ITC Ltd.'s shares traded higher early in the session on Friday ahead of the first-quarter financial results due today. The stock gained 1.8% intraday and added most points to the benchmark Nifty 50 after Reliance Industries Ltd.
The Street expects the FMCG giant to report good revenue growth even as operating margins are likely to be under pressure.

ITC Q1 FY26 Estimates (Standalone, YoY)
Revenue may rise 14.5% to Rs 20,925 crore versus Rs 18,261 crore
Ebitda may rise 2% to Rs 6,417 crore versus Rs 6,295 crore.
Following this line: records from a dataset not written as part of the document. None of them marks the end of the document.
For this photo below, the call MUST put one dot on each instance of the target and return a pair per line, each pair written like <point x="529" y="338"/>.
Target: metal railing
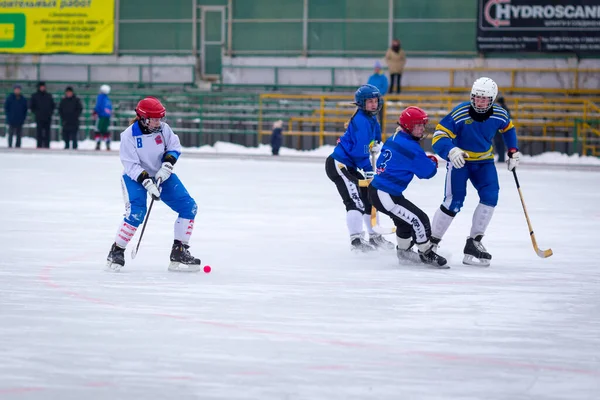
<point x="572" y="78"/>
<point x="140" y="74"/>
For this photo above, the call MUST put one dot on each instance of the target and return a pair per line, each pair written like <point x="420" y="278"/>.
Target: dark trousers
<point x="395" y="81"/>
<point x="346" y="182"/>
<point x="42" y="133"/>
<point x="499" y="147"/>
<point x="70" y="135"/>
<point x="410" y="220"/>
<point x="15" y="130"/>
<point x="276" y="139"/>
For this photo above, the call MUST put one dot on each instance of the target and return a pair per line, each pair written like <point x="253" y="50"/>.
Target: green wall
<point x="275" y="27"/>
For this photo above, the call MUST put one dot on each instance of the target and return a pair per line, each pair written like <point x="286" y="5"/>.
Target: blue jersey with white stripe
<point x="353" y="148"/>
<point x="458" y="129"/>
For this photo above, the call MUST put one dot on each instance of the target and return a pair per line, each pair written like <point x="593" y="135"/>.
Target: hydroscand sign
<point x="538" y="26"/>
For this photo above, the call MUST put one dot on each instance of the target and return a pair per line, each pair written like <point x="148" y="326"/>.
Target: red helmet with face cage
<point x="150" y="107"/>
<point x="412" y="116"/>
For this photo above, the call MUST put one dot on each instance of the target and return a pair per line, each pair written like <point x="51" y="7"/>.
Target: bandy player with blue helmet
<point x="351" y="154"/>
<point x="464" y="138"/>
<point x="149" y="150"/>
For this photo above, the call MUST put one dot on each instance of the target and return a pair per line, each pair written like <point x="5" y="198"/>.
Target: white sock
<point x="403" y="244"/>
<point x="183" y="229"/>
<point x="354" y="221"/>
<point x="440" y="224"/>
<point x="124" y="234"/>
<point x="367" y="221"/>
<point x="481" y="219"/>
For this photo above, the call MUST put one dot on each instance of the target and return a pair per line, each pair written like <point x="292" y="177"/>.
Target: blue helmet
<point x="368" y="92"/>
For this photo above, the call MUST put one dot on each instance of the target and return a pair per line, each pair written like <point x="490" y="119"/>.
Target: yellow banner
<point x="57" y="26"/>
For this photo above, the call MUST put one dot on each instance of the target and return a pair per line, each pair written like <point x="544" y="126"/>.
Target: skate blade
<point x="179" y="267"/>
<point x="112" y="267"/>
<point x="409" y="257"/>
<point x="436" y="266"/>
<point x="476" y="262"/>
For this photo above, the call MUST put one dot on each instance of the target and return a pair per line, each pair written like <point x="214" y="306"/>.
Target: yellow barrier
<point x="551" y="114"/>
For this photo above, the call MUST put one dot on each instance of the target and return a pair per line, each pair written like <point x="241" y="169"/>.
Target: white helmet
<point x="484" y="87"/>
<point x="105" y="89"/>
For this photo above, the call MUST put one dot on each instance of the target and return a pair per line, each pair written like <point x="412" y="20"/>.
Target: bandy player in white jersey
<point x="149" y="150"/>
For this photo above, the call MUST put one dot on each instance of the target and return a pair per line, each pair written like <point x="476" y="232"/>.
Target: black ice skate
<point x="475" y="253"/>
<point x="116" y="258"/>
<point x="379" y="242"/>
<point x="408" y="256"/>
<point x="357" y="243"/>
<point x="435" y="242"/>
<point x="182" y="260"/>
<point x="433" y="259"/>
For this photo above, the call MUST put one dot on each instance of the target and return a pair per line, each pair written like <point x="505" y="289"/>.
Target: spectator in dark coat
<point x="42" y="106"/>
<point x="70" y="109"/>
<point x="276" y="137"/>
<point x="15" y="109"/>
<point x="498" y="139"/>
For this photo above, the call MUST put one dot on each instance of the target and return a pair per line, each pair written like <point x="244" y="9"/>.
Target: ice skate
<point x="116" y="258"/>
<point x="407" y="255"/>
<point x="475" y="253"/>
<point x="182" y="260"/>
<point x="431" y="258"/>
<point x="379" y="242"/>
<point x="435" y="242"/>
<point x="359" y="244"/>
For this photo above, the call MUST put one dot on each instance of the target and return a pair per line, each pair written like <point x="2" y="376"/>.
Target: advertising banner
<point x="538" y="26"/>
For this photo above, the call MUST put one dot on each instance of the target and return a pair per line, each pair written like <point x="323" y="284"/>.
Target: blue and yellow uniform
<point x="473" y="133"/>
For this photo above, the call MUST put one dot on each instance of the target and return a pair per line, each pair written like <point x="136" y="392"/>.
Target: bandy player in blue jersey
<point x="401" y="159"/>
<point x="464" y="138"/>
<point x="149" y="150"/>
<point x="352" y="154"/>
Margin may be at 35.1% versus 37.3%.
Net profit may rise 3.4% to Rs 5,085 crore versus Rs 4,917 crore
ITC Q1 Preview
ITC's cigarette volumes and agri business are expected to drive topline growth.
Cigarette sales are likely to grow 7% with volume growth expected to be in the mid-single digits, as per Nirmal Bang Institutional Equities.
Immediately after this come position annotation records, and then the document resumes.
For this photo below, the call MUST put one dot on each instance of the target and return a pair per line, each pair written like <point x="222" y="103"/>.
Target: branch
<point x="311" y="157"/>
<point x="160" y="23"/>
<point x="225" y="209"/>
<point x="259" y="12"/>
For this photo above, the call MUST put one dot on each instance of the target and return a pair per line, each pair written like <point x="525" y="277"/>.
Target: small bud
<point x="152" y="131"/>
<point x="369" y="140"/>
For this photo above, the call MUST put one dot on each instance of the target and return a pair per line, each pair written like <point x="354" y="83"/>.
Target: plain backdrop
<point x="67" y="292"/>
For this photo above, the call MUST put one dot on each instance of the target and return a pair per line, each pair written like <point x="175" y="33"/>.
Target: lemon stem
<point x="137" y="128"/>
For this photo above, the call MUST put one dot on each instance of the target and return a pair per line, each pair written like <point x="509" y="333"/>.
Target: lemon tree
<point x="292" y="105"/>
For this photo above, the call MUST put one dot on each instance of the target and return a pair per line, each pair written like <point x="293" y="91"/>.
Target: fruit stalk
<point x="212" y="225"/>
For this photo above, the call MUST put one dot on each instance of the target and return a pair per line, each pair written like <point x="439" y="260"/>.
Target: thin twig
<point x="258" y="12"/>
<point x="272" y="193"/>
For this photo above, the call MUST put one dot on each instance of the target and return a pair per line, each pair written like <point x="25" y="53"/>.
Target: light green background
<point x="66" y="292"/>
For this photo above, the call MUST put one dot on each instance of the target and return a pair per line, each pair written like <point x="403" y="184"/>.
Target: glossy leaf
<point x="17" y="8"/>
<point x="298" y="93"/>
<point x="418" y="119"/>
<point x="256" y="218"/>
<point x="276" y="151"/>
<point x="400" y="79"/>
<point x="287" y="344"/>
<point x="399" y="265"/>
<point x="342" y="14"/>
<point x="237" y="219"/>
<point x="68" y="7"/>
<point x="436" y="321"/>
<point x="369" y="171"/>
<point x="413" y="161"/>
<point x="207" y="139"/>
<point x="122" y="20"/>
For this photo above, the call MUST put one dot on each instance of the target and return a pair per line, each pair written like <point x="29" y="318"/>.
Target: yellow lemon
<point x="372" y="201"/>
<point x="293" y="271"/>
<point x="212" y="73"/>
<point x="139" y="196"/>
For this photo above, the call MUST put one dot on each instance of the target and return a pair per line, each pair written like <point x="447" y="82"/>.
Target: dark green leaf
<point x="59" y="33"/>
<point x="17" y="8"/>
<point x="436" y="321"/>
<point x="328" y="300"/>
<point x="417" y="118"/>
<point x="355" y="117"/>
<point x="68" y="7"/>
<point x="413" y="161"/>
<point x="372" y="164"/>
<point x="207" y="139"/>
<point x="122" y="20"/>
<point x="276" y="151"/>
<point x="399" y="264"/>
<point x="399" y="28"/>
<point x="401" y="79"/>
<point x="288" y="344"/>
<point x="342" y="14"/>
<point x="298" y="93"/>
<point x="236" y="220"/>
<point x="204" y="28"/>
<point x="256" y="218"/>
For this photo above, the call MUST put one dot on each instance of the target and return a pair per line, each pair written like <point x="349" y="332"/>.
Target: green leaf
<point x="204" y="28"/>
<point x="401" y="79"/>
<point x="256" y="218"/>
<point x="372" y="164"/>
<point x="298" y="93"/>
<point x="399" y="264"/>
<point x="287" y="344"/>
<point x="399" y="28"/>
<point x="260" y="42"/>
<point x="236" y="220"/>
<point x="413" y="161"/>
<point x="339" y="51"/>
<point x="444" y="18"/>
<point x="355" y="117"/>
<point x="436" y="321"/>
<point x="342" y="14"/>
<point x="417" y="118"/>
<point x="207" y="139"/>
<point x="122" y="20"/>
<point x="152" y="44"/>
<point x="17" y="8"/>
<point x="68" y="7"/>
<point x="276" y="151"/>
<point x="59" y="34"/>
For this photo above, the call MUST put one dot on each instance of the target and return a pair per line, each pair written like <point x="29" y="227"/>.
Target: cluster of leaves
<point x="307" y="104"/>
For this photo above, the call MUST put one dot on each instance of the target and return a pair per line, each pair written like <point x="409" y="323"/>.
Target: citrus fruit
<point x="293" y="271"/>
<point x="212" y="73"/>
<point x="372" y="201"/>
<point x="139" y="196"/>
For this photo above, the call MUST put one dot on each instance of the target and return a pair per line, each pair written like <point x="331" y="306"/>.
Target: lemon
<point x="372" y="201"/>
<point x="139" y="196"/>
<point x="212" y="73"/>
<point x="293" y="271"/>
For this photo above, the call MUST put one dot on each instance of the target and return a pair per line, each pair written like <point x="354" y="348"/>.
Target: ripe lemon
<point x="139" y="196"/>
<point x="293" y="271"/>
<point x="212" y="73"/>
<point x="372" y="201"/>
The margin drag is largely due to the FMCG and paper segments. FMCG volume growth may come in around 3-5%.
The Street will also be listening to management commentary related to recent acquisitions, such as Sresta Natural Bioproducts, to understand their integration and contribution to growth.
The extent of margin pressure across its various businesses, especially in the FMCG segment, with input cost inflation and pricing strategies, will be key determinants.
Analysts will scrutinise the impact of any price hikes, particularly in cigarettes and FMCG, to discern whether growth is volume or value-driven.
ITC's broader demand outlook and competitive intensity across its diverse portfolio will also be critical indicators of the company's overall resilience and future trajectory.